At level 3, a Rogue who takes the Assassin archetype treats any hit scored against a surprised creature as a critical, which doubles the Rogue’s sneak attack dice. The 2nd-level Paladin’s Divine Smite adds even more dice to double. To land more critical hits, add two levels of Fighter for Action Surge and a second batch of attacks. If you want criticals without surprise, continue to level 3 with the Fighter’s Champion archetype for crits on 19-20.

Is it broken? No. How often does a party or even a sneaky PC gain surprise? When a party does gain surprise, this advantage typically leads to a romp even without an assassin going nova.

Without surprise, you have a Rogue who must boast a Strength and Charisma of 13, and a Paladin who either skips the protection of heavy armor or sneaks with disadvantage.

Related: Dealing Death: Handbook of the True Assassin

6. Healing at low levels – Druid 1/Cleric 1

The 1st-level druid spell Goodberry creates 10 berries that PCs can eat to heal a hit point. Whenever a Life-domain Cleric uses a 1st-level spell to heal, the target regains 3 additional hit points. This bonus applies to each of 10 healing berries produced by Goodberry. At levels 2-4, gaining 40 hit points of healing from a 1st-level spell rates as outrageous.

Is it broken? No. Although you can upend a bag of M&Ms into your mouth, eating a single Goodberry demands an action. As levels rise, the healing stays at 40, and the class pairing just yields a Druid/Cleric who can’t wear metal armor, or a Cleric/Druid who can’t be a Druid. Adventurers League players will drop the combination before they reach level 5.

5. Locking down monsters – Monk 5 and Hex

Update: Hex only imposes disadvantage on ability checks, and not on saving throws, so this combination doesn’t work. Jay Elmore tells me that some players combine Hex and grapple to impose disadvantage on their target’s Strength checks.

At level 5, every class gains a game-changing ability. Monks get Stunning Strike. After striking, they can force their foe to make a Constitution save to avoid being stunned until the monk’s next turn. A stunned creature can do nothing except endure attacks made with advantage. Few foes will survive more than a turn or two of the onslaught.

The Warlock’s 1st-level Hex spell lets the monk impose disadvantage on one type of save, say Constitution. Hex lasts at least an hour and can move from victim to victim. The extra 1d6 damage added to each blow just adds a lagniappe of pain. (Also a good name for a Zydeco-Metal band.)

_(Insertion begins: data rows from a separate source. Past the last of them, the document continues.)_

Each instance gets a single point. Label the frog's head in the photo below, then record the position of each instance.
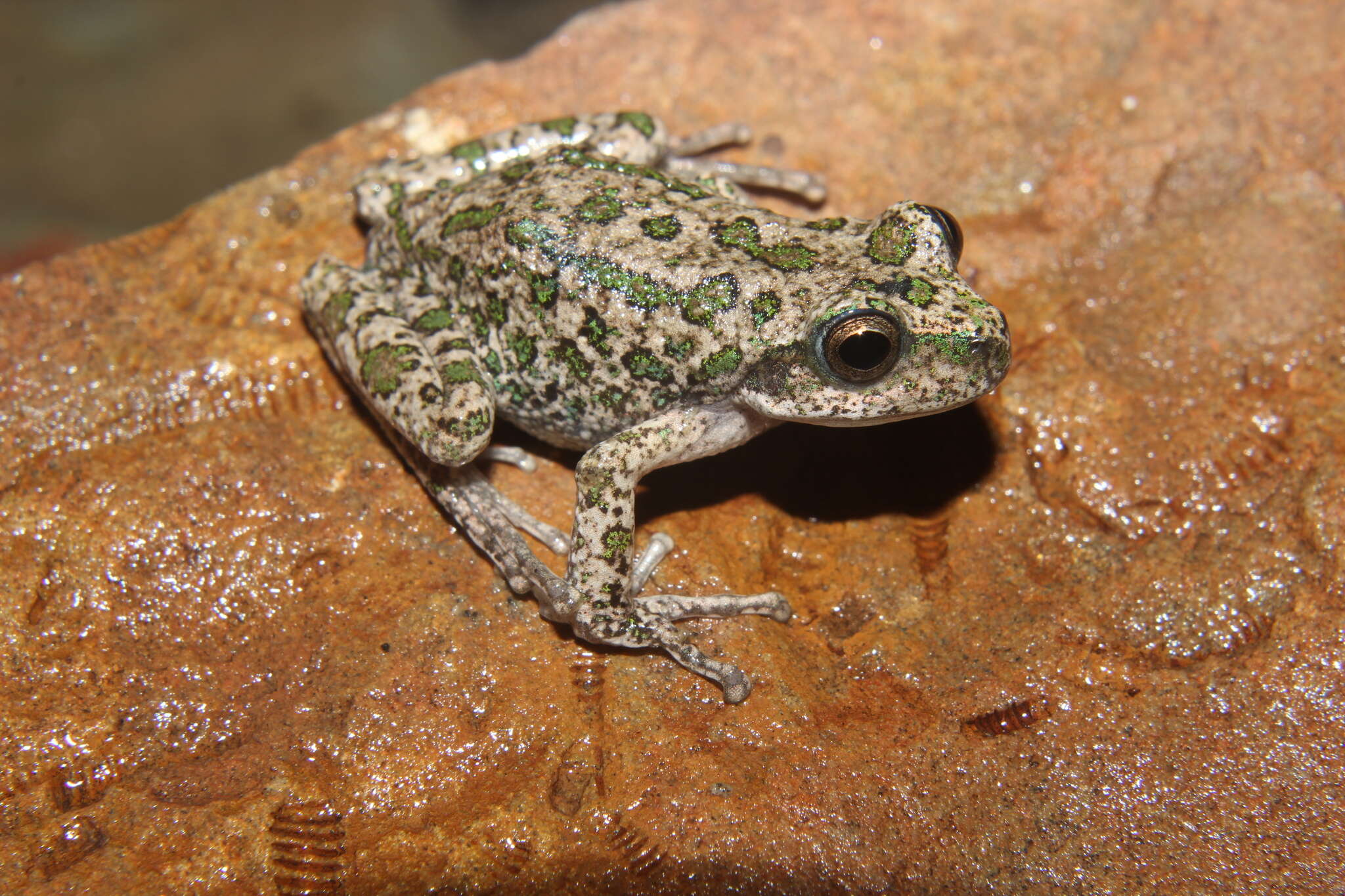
(904, 337)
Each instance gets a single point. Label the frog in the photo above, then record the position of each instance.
(606, 288)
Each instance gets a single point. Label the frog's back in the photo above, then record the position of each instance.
(599, 293)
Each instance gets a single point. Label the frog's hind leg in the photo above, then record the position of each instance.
(409, 362)
(678, 606)
(643, 628)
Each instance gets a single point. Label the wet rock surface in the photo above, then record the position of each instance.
(1084, 634)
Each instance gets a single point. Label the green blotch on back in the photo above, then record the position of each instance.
(455, 268)
(639, 291)
(470, 152)
(523, 349)
(544, 291)
(920, 293)
(462, 371)
(600, 207)
(382, 366)
(661, 227)
(892, 242)
(596, 331)
(611, 396)
(721, 363)
(764, 308)
(638, 120)
(529, 234)
(709, 297)
(678, 349)
(599, 163)
(615, 542)
(517, 171)
(472, 218)
(956, 347)
(335, 309)
(569, 355)
(743, 233)
(564, 127)
(433, 320)
(643, 364)
(470, 426)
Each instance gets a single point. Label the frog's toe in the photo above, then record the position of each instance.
(736, 684)
(658, 547)
(512, 456)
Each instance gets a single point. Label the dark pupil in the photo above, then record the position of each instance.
(865, 351)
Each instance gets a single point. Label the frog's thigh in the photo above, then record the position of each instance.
(424, 381)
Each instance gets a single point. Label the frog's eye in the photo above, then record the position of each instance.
(951, 232)
(861, 345)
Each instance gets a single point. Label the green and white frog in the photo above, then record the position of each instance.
(588, 281)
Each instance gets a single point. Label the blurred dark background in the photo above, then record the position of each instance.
(119, 113)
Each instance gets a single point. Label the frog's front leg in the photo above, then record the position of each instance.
(600, 565)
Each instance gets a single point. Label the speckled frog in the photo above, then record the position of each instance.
(588, 281)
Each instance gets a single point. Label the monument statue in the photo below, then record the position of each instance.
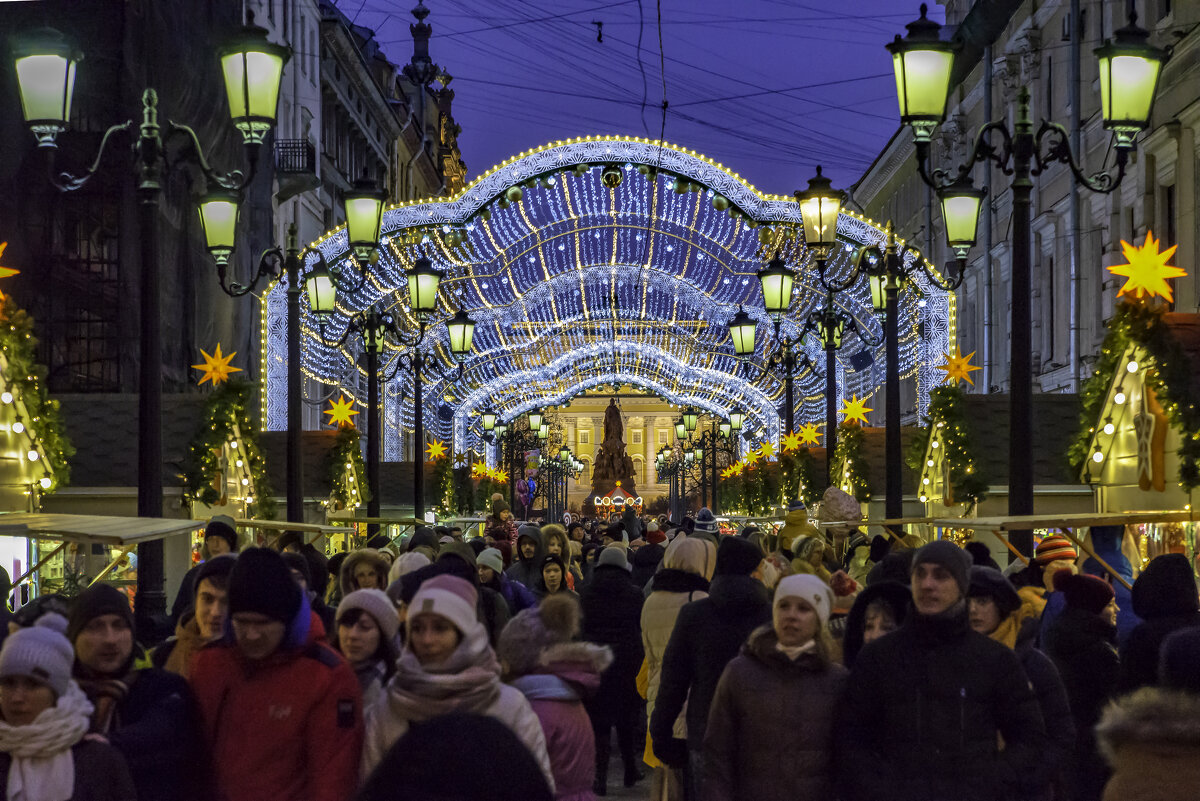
(612, 464)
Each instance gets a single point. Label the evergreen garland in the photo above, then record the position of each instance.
(1140, 324)
(347, 449)
(227, 405)
(947, 415)
(25, 379)
(847, 459)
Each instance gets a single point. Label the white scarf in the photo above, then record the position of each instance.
(42, 765)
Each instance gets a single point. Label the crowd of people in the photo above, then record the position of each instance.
(802, 663)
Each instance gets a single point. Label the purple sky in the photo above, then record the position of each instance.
(768, 88)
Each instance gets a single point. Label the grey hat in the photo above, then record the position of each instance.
(41, 652)
(613, 556)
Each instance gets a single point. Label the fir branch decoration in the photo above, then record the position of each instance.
(1143, 325)
(347, 450)
(27, 380)
(227, 413)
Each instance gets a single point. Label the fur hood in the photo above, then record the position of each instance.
(1151, 717)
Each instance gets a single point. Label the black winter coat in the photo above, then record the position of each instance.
(707, 636)
(1164, 596)
(1084, 649)
(101, 774)
(922, 711)
(612, 616)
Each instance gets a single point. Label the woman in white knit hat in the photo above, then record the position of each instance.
(769, 733)
(43, 756)
(448, 666)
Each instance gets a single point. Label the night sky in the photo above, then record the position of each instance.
(768, 88)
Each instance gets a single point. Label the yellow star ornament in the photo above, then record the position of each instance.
(958, 367)
(855, 410)
(340, 413)
(216, 367)
(809, 433)
(1147, 271)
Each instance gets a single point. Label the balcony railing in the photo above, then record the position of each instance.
(295, 156)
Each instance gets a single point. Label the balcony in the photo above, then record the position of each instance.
(295, 167)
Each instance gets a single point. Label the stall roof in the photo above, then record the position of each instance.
(1026, 522)
(93, 528)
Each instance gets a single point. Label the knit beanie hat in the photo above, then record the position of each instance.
(705, 522)
(613, 556)
(1086, 592)
(377, 604)
(990, 583)
(1054, 548)
(737, 556)
(491, 558)
(99, 600)
(809, 588)
(222, 525)
(450, 597)
(947, 554)
(41, 652)
(262, 583)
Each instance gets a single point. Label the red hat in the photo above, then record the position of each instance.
(1086, 592)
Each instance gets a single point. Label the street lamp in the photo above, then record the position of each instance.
(46, 66)
(1129, 68)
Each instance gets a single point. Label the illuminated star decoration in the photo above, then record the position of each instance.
(436, 450)
(809, 433)
(340, 413)
(855, 410)
(1147, 271)
(216, 367)
(958, 367)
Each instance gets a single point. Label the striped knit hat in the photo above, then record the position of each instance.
(1054, 548)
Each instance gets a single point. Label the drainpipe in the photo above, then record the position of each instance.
(1075, 211)
(988, 312)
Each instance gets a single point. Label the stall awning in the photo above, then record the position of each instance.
(93, 528)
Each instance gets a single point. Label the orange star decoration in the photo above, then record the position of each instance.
(340, 413)
(809, 433)
(855, 411)
(216, 367)
(1147, 270)
(958, 367)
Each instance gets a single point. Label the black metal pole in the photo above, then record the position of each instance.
(419, 437)
(295, 425)
(831, 405)
(151, 598)
(373, 433)
(894, 503)
(1020, 440)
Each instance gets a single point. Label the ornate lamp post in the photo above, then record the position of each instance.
(1129, 68)
(46, 66)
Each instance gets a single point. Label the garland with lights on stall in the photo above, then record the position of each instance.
(25, 380)
(849, 469)
(346, 461)
(1139, 324)
(227, 413)
(948, 417)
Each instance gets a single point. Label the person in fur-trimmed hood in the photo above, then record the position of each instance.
(1151, 739)
(539, 657)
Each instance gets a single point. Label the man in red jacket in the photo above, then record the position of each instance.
(282, 711)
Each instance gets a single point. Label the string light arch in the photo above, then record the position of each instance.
(597, 260)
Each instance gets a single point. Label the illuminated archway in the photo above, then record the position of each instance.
(598, 260)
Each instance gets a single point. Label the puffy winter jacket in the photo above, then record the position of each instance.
(288, 728)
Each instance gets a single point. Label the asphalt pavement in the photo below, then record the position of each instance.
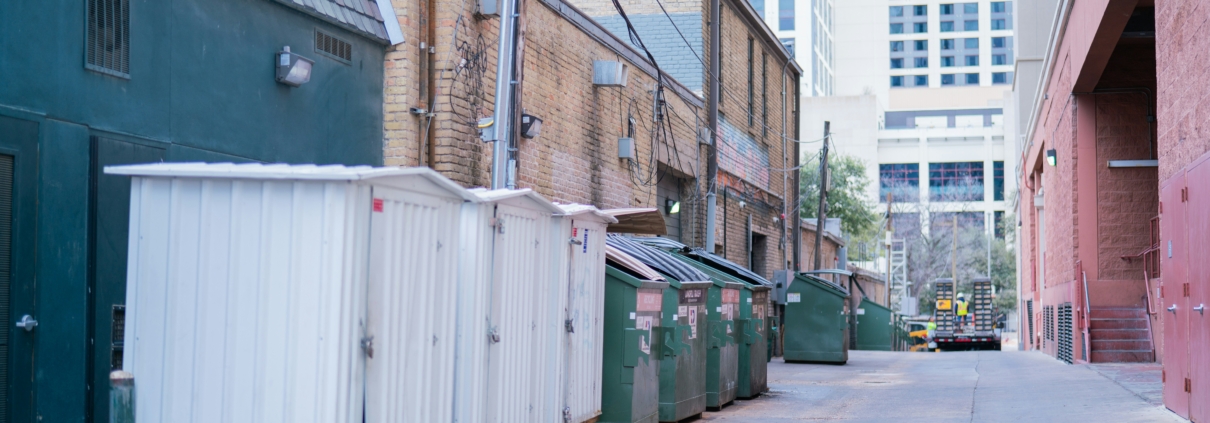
(991, 386)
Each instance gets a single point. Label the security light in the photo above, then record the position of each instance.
(531, 126)
(292, 69)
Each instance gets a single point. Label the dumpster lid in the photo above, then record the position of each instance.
(524, 195)
(631, 262)
(403, 178)
(637, 220)
(656, 259)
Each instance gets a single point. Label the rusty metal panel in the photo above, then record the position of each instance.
(1174, 266)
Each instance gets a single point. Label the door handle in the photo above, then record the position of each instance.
(27, 323)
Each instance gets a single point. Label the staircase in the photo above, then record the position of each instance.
(1121, 335)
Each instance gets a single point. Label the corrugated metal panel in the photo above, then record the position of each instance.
(413, 284)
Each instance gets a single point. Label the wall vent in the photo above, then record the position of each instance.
(333, 47)
(108, 38)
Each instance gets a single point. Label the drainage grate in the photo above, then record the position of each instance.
(333, 47)
(109, 38)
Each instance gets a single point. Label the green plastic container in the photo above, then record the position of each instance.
(633, 341)
(683, 370)
(875, 330)
(816, 322)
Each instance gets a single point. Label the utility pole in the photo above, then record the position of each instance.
(823, 198)
(502, 116)
(712, 150)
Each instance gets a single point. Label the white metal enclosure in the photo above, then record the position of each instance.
(580, 233)
(255, 293)
(508, 316)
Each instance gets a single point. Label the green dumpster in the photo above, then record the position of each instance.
(875, 330)
(683, 370)
(816, 320)
(633, 334)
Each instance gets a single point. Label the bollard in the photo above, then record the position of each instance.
(121, 397)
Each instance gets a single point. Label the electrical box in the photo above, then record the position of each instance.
(609, 73)
(626, 149)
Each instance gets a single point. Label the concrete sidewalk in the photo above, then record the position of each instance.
(948, 387)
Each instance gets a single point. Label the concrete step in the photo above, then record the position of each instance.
(1122, 357)
(1119, 334)
(1118, 313)
(1119, 345)
(1105, 323)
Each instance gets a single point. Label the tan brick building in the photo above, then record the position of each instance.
(441, 82)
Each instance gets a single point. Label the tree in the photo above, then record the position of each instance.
(846, 200)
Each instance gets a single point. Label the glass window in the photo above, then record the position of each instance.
(785, 15)
(955, 181)
(900, 180)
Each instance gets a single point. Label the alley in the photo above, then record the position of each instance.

A Monk can gain the ability to cast Hex in two ways: Take the Magic Initiate feat or a level of Warlock. With the feat, Monks can only Hex once a day—still enough for a hour-long adventuring day and at least one boss smackdown. The level of Warlock costs both the level and a 13 Charisma, but gains multiple castings.

Is it broken? No, but the combination tends to dominate every boss fight. If I were a better person behind the DM screen, I would enjoy watching monks seize the spotlight as they turn my biggest threats into piñatas. Forgive me though, because sometimes I fake my admiration.

I have a memo to anyone designing D&D adventures, including many pros who should know better. No single foe without legendary actions can pose a fight to a group of PCs.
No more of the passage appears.